Varadkar and Ministers discuss election date options

Government sources note a shift towards a preference for an election early next year

Fianna Fáil leader Micheál Martin, Minister of State Finian McGrath and Taoiseach Leo Varadkar at the switching on of the  Oireachtas Christmas tree lights at Leinster House.  Photograph: Alan Betson

Fianna Fáil leader Micheál Martin, Minister of State Finian McGrath and Taoiseach Leo Varadkar at the switching on of the Oireachtas Christmas tree lights at Leinster House. Photograph: Alan Betson

 

Taoiseach Leo Varadkar outlined a number of scenarios on when the general election could be held at a meeting of Fine Gael Ministers on Thursday.

Mr Varadkar had previously stated his preference was to go to the polls in May but is said to have discussed with his colleagues the merits of calling a winter election or waiting until the summer.

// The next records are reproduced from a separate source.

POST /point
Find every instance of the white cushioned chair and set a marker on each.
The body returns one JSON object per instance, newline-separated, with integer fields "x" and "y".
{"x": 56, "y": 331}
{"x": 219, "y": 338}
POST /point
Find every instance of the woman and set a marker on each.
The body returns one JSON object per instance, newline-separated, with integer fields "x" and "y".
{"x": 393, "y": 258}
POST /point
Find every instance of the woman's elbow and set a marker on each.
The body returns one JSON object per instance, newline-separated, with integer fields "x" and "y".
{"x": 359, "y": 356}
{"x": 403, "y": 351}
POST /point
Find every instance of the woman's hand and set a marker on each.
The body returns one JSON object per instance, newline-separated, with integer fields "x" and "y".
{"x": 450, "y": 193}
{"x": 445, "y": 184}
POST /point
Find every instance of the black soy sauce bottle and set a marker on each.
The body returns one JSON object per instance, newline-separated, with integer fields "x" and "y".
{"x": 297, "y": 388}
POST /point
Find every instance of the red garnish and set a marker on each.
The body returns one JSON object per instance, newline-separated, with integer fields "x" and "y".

He earlier this week said he would consider the issue of the election over the Christmas break, and sources said he did not come down on one side or the other at the pre-Cabinet meeting.

Brian Murphy, Mr Varadkar’s chief of staff, is understood to have pointed out that three of the last six elections were held in winter. The elections of 2016 and 2011 were held in February; 1997 was held in June; 2007 was held in May; 2002 was held in late April and the 1992 contest was held late November.

A number of Fine Gael and Government sources believe there has been a shift towards an election early next year being the preferred option.

Mr Varadkar also indicated this week that he could ask Fianna Fáil leader Micheál Martin to commit to supporting the Government on confidence motions if the pair are to agree an election timeframe.

This is because the Dáil numbers are so tight that the Government does not have a majority even if Fianna Fáil abstains under the terms of the confidence and supply agreement. It is unlikely Mr Martin would be able to commit to such a request.

During an interview with political correspondents, Mr Martin argued that sustaining the Dáíl long into the New Year would be very difficult if there was no agreement between his party and Fine Gael.

He said Independent TDs would start second-guessing each other, leading to uncertainty over the Government holding firm.

“You could see Independents eyeballing each other and saying ‘who is going to jump first?’. That’s why I say it becomes untenable,” he said.

Mr Martin said a degree of uncertainty around Brexit still remained even though the Conservatives won a decisive majority in the recent general election. He said the Dáíl would not have to come back until January 31st in any instance as the UK would not be leaving the EU until then.

“Boris Johnson wants a harder Brexit than [his predecessor] Theresa May,” he said. “We are endeavouring to be a sane voice and put a bit of logic on the table . . . Should we not end this interesting chapter in an orderly way?”

He said he had previously guaranteed that as long as a threat of a no-deal Brexit loomed over Ireland there was not going to be a general election.